Mia Hamm Biography, Career, Records, Awards, Relationships

Mia Hamm is widely regarded as the greatest female soccer player in history. She was a member of the United States women’s national soccer team for 17 years, amassing one of the largest fan bases of any American athlete. She won the Women’s World Cup in 1991 and 1999, as well as gold medals at the Olympics in 1996 and 2004. Until June 2013, Hamm held the record for most international goals scored, which was beaten by fellow American Abby Wambach.

Early Life and Career

Mia Hamm, a soccer player, was born Mariel Margaret Hamm on March 17, 1972, in Selma, Alabama. Hamm, widely regarded as the best female soccer player in history, played for the United States women’s national team for 17 years, amassing one of the largest fan bases of any American athlete. FIFA named her “World Player of the Year” in 2001 and 2002.

Hamm, the daughter of an Air Force pilot, moved around a lot as a child and thanks her brother, Garrett, for inspiring her to participate in sports. Hamm was the youngest player to play for the national squad at the age of 15. Hamm attended the University of North Carolina at Chapel Hill, where she was a member of the team that won four straight NCAA women’s championships.

Olympic Gold

At the age of 19, Hamm became the youngest team member in history to win the World Cup in 1991. Hamm and her colleagues, including Michelle Akers, Brandi Chastain, and Kristine Lilly, won gold at the 1996 Summer Olympics in Atlanta, Georgia, five years later. (They’d go on to win gold again in 2004.) When she scored her 108th goal for the United States squad in 1999, she broke the record held by Italian star Elisabetta Vignotto. Hamm retained the record until June 2013, when it was broken by fellow American Abby Wambach.

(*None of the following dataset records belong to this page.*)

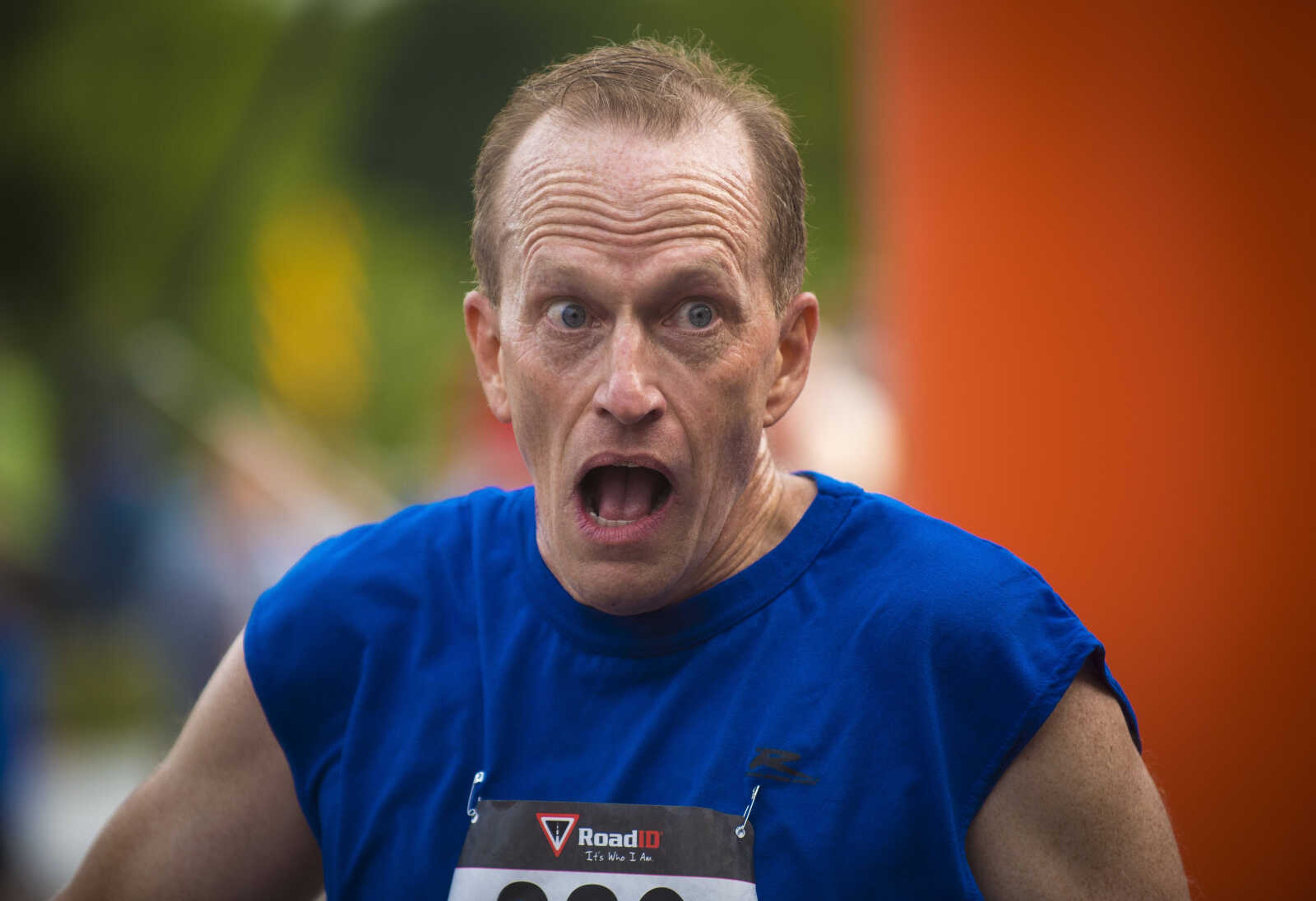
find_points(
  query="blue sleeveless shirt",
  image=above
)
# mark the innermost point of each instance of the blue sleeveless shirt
(874, 674)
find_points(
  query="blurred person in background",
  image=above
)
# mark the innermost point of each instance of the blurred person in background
(666, 630)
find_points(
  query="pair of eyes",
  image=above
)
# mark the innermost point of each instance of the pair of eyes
(693, 314)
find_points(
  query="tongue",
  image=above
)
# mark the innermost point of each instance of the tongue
(627, 492)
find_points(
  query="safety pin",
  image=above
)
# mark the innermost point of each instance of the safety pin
(472, 800)
(753, 797)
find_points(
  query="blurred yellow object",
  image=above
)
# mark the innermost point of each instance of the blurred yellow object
(29, 477)
(310, 284)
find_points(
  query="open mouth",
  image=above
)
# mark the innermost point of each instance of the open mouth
(619, 496)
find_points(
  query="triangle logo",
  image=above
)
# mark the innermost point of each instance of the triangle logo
(557, 829)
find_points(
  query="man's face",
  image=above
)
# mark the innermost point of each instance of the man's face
(636, 352)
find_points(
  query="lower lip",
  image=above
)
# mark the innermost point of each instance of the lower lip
(617, 535)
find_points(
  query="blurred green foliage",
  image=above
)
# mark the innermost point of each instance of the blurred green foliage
(285, 185)
(149, 143)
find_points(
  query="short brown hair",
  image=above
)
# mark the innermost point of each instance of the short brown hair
(660, 87)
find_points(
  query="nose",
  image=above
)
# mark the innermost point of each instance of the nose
(627, 389)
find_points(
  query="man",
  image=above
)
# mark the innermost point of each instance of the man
(678, 671)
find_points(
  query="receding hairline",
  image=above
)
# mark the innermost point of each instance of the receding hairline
(662, 89)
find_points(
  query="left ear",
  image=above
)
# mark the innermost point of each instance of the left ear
(799, 326)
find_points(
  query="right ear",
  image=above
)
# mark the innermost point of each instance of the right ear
(482, 331)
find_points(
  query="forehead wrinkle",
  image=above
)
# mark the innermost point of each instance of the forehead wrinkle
(702, 192)
(647, 242)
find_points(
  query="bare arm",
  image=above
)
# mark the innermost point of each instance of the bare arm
(218, 818)
(1077, 815)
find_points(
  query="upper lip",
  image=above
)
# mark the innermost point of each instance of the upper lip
(618, 459)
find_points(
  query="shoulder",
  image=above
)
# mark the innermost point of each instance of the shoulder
(398, 559)
(979, 638)
(924, 567)
(1077, 813)
(307, 634)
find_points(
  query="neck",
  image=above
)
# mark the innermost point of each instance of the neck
(766, 512)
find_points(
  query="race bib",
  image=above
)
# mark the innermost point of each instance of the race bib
(551, 851)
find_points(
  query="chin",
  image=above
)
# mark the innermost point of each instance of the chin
(622, 593)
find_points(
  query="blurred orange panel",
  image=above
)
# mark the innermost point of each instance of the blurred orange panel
(1097, 263)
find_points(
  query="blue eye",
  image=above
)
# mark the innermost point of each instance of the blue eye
(697, 314)
(569, 314)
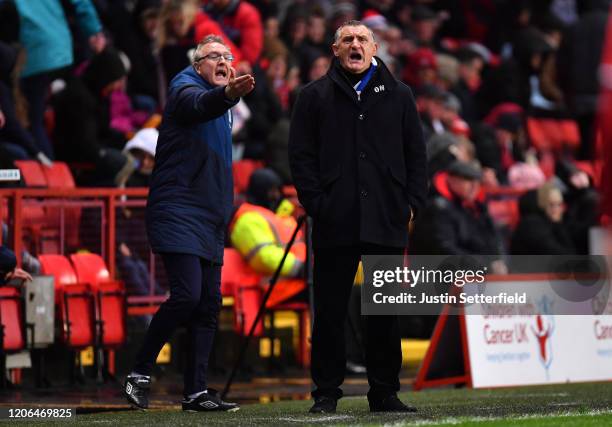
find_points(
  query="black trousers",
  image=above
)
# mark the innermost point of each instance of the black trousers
(334, 273)
(195, 301)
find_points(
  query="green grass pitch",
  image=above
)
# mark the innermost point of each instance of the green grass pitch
(558, 405)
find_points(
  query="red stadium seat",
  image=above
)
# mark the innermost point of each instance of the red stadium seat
(504, 212)
(553, 134)
(239, 280)
(109, 296)
(74, 300)
(32, 173)
(59, 176)
(34, 217)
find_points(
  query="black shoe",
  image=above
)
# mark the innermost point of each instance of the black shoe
(136, 390)
(353, 368)
(390, 404)
(324, 405)
(209, 401)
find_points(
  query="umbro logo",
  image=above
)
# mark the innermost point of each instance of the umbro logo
(209, 404)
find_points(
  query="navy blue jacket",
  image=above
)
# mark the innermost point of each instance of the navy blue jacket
(191, 195)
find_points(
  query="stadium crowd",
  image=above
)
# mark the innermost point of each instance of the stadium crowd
(80, 78)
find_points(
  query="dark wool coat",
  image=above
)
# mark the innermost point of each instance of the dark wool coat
(358, 165)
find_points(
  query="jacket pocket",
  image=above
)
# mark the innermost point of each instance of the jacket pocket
(327, 185)
(398, 177)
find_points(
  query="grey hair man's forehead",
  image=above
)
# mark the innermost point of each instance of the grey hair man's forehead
(352, 24)
(211, 38)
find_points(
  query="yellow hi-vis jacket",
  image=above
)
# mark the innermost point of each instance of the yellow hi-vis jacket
(261, 235)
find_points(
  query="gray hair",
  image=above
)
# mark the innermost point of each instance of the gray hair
(351, 23)
(211, 38)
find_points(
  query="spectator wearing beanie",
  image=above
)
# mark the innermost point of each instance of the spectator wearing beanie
(542, 231)
(82, 114)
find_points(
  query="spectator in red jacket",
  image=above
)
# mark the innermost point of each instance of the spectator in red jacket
(241, 23)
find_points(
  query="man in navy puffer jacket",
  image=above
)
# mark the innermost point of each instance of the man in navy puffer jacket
(189, 207)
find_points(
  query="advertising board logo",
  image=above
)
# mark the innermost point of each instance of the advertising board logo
(543, 329)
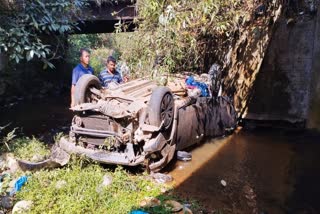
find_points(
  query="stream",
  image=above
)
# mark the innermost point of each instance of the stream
(265, 170)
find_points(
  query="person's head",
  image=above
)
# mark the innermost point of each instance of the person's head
(111, 64)
(84, 55)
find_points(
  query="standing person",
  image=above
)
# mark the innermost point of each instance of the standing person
(82, 68)
(110, 74)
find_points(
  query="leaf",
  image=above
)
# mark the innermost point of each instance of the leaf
(31, 53)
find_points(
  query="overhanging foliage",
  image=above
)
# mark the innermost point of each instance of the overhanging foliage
(26, 25)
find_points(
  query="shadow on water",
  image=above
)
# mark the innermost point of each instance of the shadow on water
(265, 171)
(39, 118)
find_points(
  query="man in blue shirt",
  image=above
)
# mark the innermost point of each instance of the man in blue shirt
(82, 68)
(110, 74)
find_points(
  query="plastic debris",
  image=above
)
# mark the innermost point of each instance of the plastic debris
(18, 184)
(1, 179)
(138, 212)
(191, 83)
(184, 156)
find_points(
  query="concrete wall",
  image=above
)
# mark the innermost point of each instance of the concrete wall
(282, 87)
(277, 77)
(314, 109)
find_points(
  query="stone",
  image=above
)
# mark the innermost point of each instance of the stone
(161, 178)
(22, 207)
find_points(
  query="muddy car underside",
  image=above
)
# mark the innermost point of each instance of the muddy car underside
(141, 123)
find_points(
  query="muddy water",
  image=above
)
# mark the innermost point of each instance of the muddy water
(42, 117)
(265, 171)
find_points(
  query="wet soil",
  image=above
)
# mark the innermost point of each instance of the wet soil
(41, 118)
(266, 171)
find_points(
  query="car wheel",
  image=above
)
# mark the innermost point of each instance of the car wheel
(83, 93)
(161, 107)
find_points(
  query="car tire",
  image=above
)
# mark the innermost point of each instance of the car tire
(82, 90)
(161, 107)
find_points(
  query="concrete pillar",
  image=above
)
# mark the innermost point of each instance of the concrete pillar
(314, 106)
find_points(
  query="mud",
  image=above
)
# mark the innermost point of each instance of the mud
(265, 172)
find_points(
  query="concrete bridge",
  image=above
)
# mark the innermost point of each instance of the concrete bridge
(102, 18)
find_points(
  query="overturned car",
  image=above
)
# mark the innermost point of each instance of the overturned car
(141, 123)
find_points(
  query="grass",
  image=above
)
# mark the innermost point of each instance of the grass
(82, 191)
(29, 149)
(77, 187)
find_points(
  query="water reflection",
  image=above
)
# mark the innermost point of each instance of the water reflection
(266, 172)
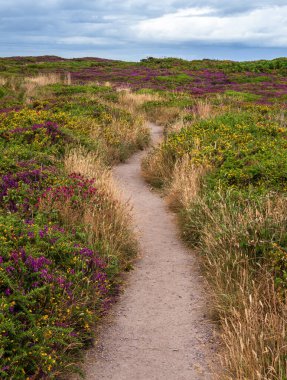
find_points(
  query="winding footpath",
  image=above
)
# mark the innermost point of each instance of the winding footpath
(159, 329)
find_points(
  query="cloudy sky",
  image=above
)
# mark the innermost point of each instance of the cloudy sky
(134, 29)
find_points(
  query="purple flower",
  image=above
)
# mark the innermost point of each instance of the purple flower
(7, 292)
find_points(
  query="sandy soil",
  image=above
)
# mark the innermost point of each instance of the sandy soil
(159, 329)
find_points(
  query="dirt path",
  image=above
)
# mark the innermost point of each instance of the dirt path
(159, 328)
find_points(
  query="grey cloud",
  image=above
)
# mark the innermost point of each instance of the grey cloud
(106, 27)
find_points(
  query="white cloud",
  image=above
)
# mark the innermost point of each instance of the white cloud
(263, 27)
(82, 40)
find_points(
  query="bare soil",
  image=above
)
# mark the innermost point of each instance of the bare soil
(160, 327)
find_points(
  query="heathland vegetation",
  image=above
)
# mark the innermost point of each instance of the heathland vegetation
(66, 237)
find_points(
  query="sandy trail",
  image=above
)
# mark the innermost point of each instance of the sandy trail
(159, 328)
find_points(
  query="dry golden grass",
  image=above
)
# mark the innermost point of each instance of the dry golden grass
(203, 110)
(132, 101)
(252, 313)
(32, 84)
(185, 184)
(157, 168)
(107, 219)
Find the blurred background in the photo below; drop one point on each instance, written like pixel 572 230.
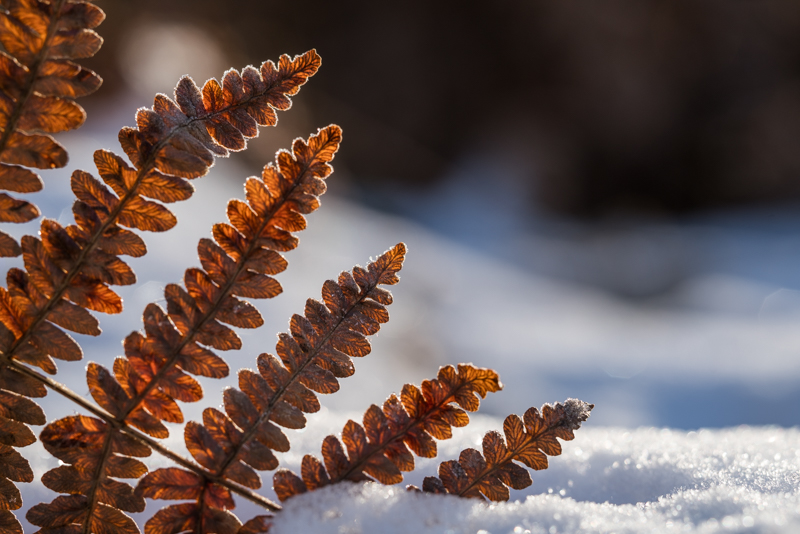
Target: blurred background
pixel 601 199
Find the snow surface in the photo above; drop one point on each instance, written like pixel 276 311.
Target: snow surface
pixel 718 349
pixel 607 480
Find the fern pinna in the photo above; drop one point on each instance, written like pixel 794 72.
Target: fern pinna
pixel 39 85
pixel 69 270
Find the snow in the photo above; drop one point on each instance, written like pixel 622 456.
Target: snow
pixel 607 480
pixel 717 349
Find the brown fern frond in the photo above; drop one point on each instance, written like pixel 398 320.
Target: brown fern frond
pixel 94 453
pixel 144 387
pixel 382 448
pixel 240 441
pixel 38 88
pixel 528 440
pixel 69 270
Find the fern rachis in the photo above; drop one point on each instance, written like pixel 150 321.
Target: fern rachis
pixel 69 271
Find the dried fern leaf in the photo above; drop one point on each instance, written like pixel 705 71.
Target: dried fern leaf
pixel 144 387
pixel 69 270
pixel 38 86
pixel 528 440
pixel 95 456
pixel 237 443
pixel 72 268
pixel 382 447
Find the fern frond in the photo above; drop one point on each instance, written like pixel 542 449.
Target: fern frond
pixel 528 440
pixel 235 444
pixel 382 448
pixel 144 387
pixel 38 85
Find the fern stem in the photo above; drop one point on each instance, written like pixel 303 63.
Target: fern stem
pixel 212 311
pixel 144 438
pixel 33 73
pixel 413 423
pixel 98 477
pixel 509 457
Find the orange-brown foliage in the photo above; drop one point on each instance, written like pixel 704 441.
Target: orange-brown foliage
pixel 68 272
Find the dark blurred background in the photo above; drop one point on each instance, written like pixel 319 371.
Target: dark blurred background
pixel 623 106
pixel 601 199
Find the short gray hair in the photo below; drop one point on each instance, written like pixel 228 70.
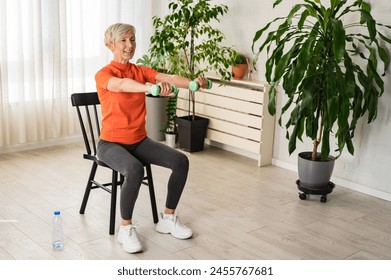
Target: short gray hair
pixel 116 30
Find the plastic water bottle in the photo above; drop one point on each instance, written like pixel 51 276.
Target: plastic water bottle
pixel 58 234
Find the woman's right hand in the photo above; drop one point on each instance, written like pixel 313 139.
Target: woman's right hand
pixel 165 89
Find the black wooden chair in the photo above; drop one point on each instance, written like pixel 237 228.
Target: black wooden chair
pixel 90 127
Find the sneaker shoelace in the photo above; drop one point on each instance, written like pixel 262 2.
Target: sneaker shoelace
pixel 133 233
pixel 178 223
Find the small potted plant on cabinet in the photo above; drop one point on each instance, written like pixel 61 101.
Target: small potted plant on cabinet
pixel 329 73
pixel 239 67
pixel 191 47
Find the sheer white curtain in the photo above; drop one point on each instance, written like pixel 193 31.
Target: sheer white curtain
pixel 50 49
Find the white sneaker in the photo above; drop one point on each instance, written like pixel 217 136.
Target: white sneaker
pixel 129 239
pixel 172 224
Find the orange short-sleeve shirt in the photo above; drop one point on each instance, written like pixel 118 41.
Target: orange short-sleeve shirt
pixel 123 112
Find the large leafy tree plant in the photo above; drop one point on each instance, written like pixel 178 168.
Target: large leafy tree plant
pixel 330 70
pixel 189 43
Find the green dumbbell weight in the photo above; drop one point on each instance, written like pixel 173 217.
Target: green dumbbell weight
pixel 155 90
pixel 194 86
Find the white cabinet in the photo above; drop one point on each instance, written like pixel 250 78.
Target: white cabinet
pixel 238 116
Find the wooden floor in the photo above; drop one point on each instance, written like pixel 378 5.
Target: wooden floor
pixel 237 211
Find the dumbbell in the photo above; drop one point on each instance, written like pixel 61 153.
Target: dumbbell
pixel 194 86
pixel 155 90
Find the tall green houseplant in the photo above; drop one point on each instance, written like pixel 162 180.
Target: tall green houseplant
pixel 188 42
pixel 330 69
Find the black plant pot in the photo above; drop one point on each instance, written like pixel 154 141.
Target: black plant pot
pixel 191 133
pixel 314 176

Other honors include being awarded Soccer USA’s “Female Athlete of the Year” five years in a row (1994-98), being selected Women’s Cup MVP in 1995, and earning three ESPY Awards, including “Soccer Player of the Year” and “Female Athlete of the Year.” She and colleague Michelle Akers were included to FIFA’s list of the “125 Greatest Living Soccer Players” in 2004, becoming the only women and Americans on the list at the time.

Personal Life

Christiaan Corry, Hamm’s college sweetheart, married her in 1994. Hamm married professional baseball star Nomar Garciaparra in 2003 after the couple divorced in 2001. Hamm retired after helping her team win gold at the 2004 Summer Olympics to have a family.

After her brother, Garrett, died of complications from a rare blood condition called aplastic anemia shortly after the 1996 Olympics, Hamm established the Mia Hamm Foundation, which is committed to bone marrow research, in 1999.